# met one of the best trappers in michigan



## Wyndigo (Dec 9, 2007)

My mother in law had told me about this man, his name is Arnold Abbe, he's in his 80's now and still traps for mink and coyote.
I was visiting F&T furs the other day and he was in there, the guy running the place said that Mr. Abbe still catches more coyotes than anyone around our area.
After leaving F&T my wife and I followed Mr.
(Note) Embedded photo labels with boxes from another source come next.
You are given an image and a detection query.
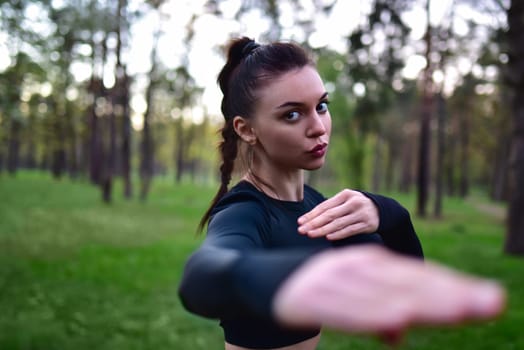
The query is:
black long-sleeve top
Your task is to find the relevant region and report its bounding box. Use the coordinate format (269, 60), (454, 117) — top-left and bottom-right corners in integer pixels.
(179, 181), (423, 348)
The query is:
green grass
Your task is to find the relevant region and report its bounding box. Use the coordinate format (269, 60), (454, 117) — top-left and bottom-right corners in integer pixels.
(0, 172), (524, 350)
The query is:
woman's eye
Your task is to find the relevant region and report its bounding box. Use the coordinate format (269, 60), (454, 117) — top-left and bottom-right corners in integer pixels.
(286, 111), (300, 121)
(317, 101), (329, 113)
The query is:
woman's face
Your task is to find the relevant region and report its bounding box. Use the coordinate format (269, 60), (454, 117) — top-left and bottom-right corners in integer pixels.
(251, 66), (331, 171)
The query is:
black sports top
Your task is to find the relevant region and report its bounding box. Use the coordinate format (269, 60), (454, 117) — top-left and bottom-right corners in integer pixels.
(179, 181), (423, 349)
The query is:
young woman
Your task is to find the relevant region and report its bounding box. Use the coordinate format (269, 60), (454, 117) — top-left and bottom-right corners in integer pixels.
(180, 37), (503, 350)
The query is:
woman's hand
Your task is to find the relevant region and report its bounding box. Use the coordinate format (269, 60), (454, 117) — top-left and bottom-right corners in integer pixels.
(298, 189), (379, 240)
(273, 245), (505, 342)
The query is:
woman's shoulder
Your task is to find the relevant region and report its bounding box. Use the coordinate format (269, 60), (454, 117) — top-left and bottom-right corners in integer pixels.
(211, 181), (269, 216)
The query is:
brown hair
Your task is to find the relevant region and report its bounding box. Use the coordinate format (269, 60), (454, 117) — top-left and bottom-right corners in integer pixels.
(199, 37), (314, 231)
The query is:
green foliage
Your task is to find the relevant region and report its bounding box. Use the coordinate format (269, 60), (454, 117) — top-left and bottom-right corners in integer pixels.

Abbe for awhile and his truck was swerving a little and he finally pulled over, so we stopped to make sure that he was ok, I introduced myself to him (he had met my wife in the past) and asked if he was ok, he was trying to open a candy bar while driving (low sugar) so we left and continued on our way.
He's probably one of the last of the old trappers around here and sad thing is, he has cancer. His family hopes that he goes out trapping and they find him out on his line, Not in some hospital bed when it's his time to go.
I just wish that I could have gotten to know him better and would have Loved to heard some of his tales from days gone by.

Alan


----------



## Hunter54 (Feb 12, 2007)

I love talking to the "Old School" guys. There is always something you can learn!!


----------



## HunterHawk (Dec 8, 2005)

we met? i dont remember meeting you:lol:

obviously joking.... thats cool that you at least got to meet him, just think you learn more and more every year... think how much he knows :SHOCKED:

on a side note im glad people never check on my when im swerving all over the road, between scouting for critters out in the country to driving through East lansing during spring semester and early fall...

i would be checked on all the time... what lines:lol:


----------



## ottertrapper (Jan 6, 2006)

I have never met him, but I have spoken to people who have and he is a mink machine I think he has taken over a 100 mink a season for over 70 years straight. That is impressive! I didn't know he had cancer, but I did know he is still trapping. OT


----------



## 22 Chuck (Feb 2, 2006)

Coyote dont surprise me. IA friend of mine crossed mink lines with him some years ago and Arnold was well over 50/year.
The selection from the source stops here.